Andrews says that four in ten listeners of Shameless are overseas, most of whom are in the United States and the UK. And the other 60% are, of course, Australia.
Shameless (the podcast), which boasts 100 million downloads, is just one facet of the co-founders’ now-burgeoning media company, Shameless Media. There’s also a newsletter with 110,000 subscribers and 1.3 million social media followers across the company’s platforms.
Those figures were not amassed overnight – the pair, journalists by trade who met at a stint at publication Mammamia – launched Shameless back in 2017.
“Podcasting was really fresh in Australia, and we just started doing a Bachelor-themed show at Mammamia,” Andrews says. “It was seasonal, but from there, Zara and I were thinking – there really was a space in the market, a huge gap for pop culture through a smart lens. We felt a lot of people were talking about pop culture, but not with an analytical lens.”
The pair say there were spaces for parents and men, but young women had so far been underserved. And when they looked for the kind of media, they wanted to consume themselves. They couldn’t find it. After teaching themselves the basics of podcasts, the pair launched and – very quickly – found an audience. They quit their jobs within months of launching and went full-time on Shameless Media not even a year in. However, they stress the intention was never to build a media company.
“We can’t believe this is our job,” McDonald says. “This business has been a lot of incremental decisions that have landed accidentally. I don’t think we ever intended to be businesspeople.”
That being said, the pair have managed to grow their team to 15 staff members – not to mention the business has been entirely bootstrapped, and profitable from the beginning. But it is their engaged and loyal following that they credit much of this success to – that and their knack for landing on great ideas. Both McDonald and Andrews say Shameless’ superpower is agility. Followers will note the pair cut their successful In Conversation and Scandal podcasts in favour of fresher content.

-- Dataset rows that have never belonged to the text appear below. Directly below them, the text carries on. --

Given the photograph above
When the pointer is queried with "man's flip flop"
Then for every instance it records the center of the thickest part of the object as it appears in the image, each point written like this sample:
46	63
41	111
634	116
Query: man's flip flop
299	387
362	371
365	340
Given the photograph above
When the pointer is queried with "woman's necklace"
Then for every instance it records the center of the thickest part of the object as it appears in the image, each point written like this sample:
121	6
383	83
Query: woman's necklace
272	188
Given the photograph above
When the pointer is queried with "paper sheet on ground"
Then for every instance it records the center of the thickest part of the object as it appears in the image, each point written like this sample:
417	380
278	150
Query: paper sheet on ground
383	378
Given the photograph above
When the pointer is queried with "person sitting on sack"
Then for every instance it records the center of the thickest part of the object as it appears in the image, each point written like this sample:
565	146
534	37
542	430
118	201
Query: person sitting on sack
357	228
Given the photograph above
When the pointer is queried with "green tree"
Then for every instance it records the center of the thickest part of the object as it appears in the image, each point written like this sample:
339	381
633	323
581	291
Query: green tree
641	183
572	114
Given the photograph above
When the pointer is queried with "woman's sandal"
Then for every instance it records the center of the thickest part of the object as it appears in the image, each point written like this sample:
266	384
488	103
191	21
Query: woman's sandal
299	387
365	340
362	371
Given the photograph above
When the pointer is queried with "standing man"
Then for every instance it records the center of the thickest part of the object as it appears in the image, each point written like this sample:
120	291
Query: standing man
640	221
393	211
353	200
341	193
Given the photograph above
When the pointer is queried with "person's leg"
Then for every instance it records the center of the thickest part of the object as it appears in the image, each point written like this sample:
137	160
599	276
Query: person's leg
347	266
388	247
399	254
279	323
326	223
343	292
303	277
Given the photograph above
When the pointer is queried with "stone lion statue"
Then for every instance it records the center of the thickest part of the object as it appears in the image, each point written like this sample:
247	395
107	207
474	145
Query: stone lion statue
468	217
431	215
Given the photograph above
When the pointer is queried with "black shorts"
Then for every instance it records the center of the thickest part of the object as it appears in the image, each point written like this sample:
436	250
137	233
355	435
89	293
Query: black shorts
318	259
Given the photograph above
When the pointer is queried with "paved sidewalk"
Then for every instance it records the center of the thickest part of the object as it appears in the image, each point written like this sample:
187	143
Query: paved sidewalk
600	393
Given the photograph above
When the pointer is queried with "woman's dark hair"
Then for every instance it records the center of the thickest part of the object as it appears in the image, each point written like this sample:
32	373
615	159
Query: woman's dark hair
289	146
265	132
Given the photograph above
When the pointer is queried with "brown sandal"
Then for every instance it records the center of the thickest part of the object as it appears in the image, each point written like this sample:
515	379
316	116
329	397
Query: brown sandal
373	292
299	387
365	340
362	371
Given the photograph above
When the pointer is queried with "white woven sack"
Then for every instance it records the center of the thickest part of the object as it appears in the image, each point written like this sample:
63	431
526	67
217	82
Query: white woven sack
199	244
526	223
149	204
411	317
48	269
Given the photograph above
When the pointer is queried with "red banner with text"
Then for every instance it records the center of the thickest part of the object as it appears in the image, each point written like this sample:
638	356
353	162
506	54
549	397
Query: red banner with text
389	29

“It’s about failing quickly,” Andrews says. “You can’t be precious – you might have a good idea, but if the proof shows you are wrong, you need to put your ego to the side, recognise it and change it. We’re not sitting here saying we’ve got 100% of our calls right, but I would say 85% are. We just need to be open-minded to the 15% and recognise it quickly.”
Shameless launched two more podcasts, Everybody Has a Secret and Style-ish. Shameless is the only podcast hosted by the co-founders, and that was part of the pair’s two-year diversification strategy. They’re already off-platform, too, thanks to their long-form newsletter.
“We have always focused on an audience model that’s very diverse across platforms,” Andrews says. “We don’t want to feel like the world is ending because an algorithm or platform is changing.”
And, unlike competitors in the industry, the pair want to stress that they started from scratch.